La biographie que Geffroy consacre à la fin de sa vie à son ami commence par le récit de cette rencontre fortuite :
(…) Je m’étais installé pour dîner, après une journée de marche, à une petite table placée dans l’encoignure de la salle. J’avais pris, sans le savoir, la place habituelle de l’artiste. Celui-ci entra. Un fort gaillard, vêtu d’un tricot, coiffé d’un béret, la barbe en broussaille, et des yeux brillants, aigus, qui me transpercèrent dès la porte. Je compris que celui-là tenait à sa solitude, mais puisque je devais rester près de lui au moins pendant un mois, et que lui non plus n’était pas près de s’en aller, j’ouvris la conversation, j’allais dire les hostilités.
– Vous êtes peintre, Monsieur ? lui dis-je après l’avoir salué.
– Oui, je suis peintre. (…) Et vous, est-ce que vous êtes peintre aussi ?
– Non, rassurez-vous… Je ne suis qu’un journaliste, mais j’écris des articles d’art dans un journal que vous ne connaissez sans doute pas.
– Lequel ?
– La Justice.
– Alors, vous vous appelez Gustave Geffroy ?
– C’est mon nom, en effet.
– Vous avez écrit sur moi, je vous ai remercié, mais je vous remercie encore. Je m’appelle Claude Monet.
Claude Monet – Sa vie, son oeuvre de Gustave Geffroy – (Macula)
Geffroy n’a jamais caché son admiration pour le peintre, « ce grand lutteur de l’art », « un maître nouveau ». Monet, en retour, lui voue une amitié sincère qui transparaît dans ses lettres très affectueuses, son désir de le rencontrer chaque fois qu’il se rend à Paris, ses invitations constantes à Giverny.
Le critique et historien de l’art est un compagnon de lutte, c’est aussi un fin connaisseur de l’impressionnisme et Monet aime avoir son avis sur ses toiles quand il revient d’une campagne de peinture. En outre, Geffroy sait manier les mots. Monet admire ce talent chez son ami.
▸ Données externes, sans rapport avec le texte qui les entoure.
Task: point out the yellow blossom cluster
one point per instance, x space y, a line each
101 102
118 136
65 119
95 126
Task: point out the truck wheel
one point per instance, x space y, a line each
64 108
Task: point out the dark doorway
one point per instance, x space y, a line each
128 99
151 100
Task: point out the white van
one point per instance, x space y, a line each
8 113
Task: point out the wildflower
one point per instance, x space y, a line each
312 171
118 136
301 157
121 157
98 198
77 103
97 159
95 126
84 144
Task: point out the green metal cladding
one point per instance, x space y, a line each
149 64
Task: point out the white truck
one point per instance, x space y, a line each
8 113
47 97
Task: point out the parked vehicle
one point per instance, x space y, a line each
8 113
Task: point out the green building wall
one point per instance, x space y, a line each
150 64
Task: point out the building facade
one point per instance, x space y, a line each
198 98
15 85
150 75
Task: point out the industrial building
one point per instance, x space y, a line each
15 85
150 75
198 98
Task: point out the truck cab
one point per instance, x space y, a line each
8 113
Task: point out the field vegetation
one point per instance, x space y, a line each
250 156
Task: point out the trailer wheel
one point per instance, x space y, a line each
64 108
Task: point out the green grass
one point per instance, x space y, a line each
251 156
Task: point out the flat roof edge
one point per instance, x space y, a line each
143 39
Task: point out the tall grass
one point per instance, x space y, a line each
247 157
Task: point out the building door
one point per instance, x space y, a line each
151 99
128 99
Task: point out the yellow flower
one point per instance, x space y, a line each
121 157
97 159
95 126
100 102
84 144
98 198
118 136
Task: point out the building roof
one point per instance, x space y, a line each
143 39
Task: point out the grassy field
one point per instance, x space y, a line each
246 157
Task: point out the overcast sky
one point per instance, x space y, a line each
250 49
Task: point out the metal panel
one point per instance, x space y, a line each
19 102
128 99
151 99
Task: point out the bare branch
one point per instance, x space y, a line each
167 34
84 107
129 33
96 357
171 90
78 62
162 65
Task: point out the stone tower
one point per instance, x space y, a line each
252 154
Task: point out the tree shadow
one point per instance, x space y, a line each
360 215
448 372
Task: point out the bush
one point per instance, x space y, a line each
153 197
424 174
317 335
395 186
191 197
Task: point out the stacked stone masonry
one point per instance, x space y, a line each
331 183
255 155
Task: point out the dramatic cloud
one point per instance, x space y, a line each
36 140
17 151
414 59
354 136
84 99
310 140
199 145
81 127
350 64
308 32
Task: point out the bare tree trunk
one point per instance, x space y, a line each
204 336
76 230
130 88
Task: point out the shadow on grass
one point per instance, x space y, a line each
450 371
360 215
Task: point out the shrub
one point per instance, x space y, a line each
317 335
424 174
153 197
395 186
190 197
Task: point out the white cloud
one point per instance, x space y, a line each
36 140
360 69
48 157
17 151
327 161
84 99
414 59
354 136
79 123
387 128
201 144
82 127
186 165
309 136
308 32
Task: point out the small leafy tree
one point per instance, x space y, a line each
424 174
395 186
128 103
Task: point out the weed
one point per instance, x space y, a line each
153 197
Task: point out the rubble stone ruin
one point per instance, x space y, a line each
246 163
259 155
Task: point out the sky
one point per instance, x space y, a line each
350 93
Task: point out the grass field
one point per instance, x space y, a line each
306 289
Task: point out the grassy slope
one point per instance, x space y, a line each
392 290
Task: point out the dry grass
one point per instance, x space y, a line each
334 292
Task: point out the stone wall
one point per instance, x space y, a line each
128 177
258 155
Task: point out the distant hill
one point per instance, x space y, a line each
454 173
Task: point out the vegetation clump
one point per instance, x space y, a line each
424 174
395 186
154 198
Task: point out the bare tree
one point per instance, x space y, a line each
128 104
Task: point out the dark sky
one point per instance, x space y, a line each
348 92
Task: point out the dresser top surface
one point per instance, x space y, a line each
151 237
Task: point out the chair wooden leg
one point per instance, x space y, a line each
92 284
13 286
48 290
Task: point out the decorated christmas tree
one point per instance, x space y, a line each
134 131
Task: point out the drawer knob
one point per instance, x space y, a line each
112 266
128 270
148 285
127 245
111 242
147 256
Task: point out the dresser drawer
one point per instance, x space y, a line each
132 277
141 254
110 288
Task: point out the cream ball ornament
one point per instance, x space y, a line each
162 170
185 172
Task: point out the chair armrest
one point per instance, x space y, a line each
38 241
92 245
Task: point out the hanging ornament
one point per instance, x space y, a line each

Ma fidèle amitié vous est acquise et inaltérable, le malheur est que nous ne puissions nous voir davantage, écrit Monet à Geffroy le 16 octobre 1920, avant de conclure par un chaleureux : « Je vous embrasse de tout mon cœur ».
Merci pour le récit de cette belle rencontre.
Les deux amis s’en sont allés la même année, souhaitons qu’ils se soient retrouvés là haut et que leur amitié perdure!
J’ai noté le livre de Geffroy
Merci pour ce billet, un plaisir de lecture.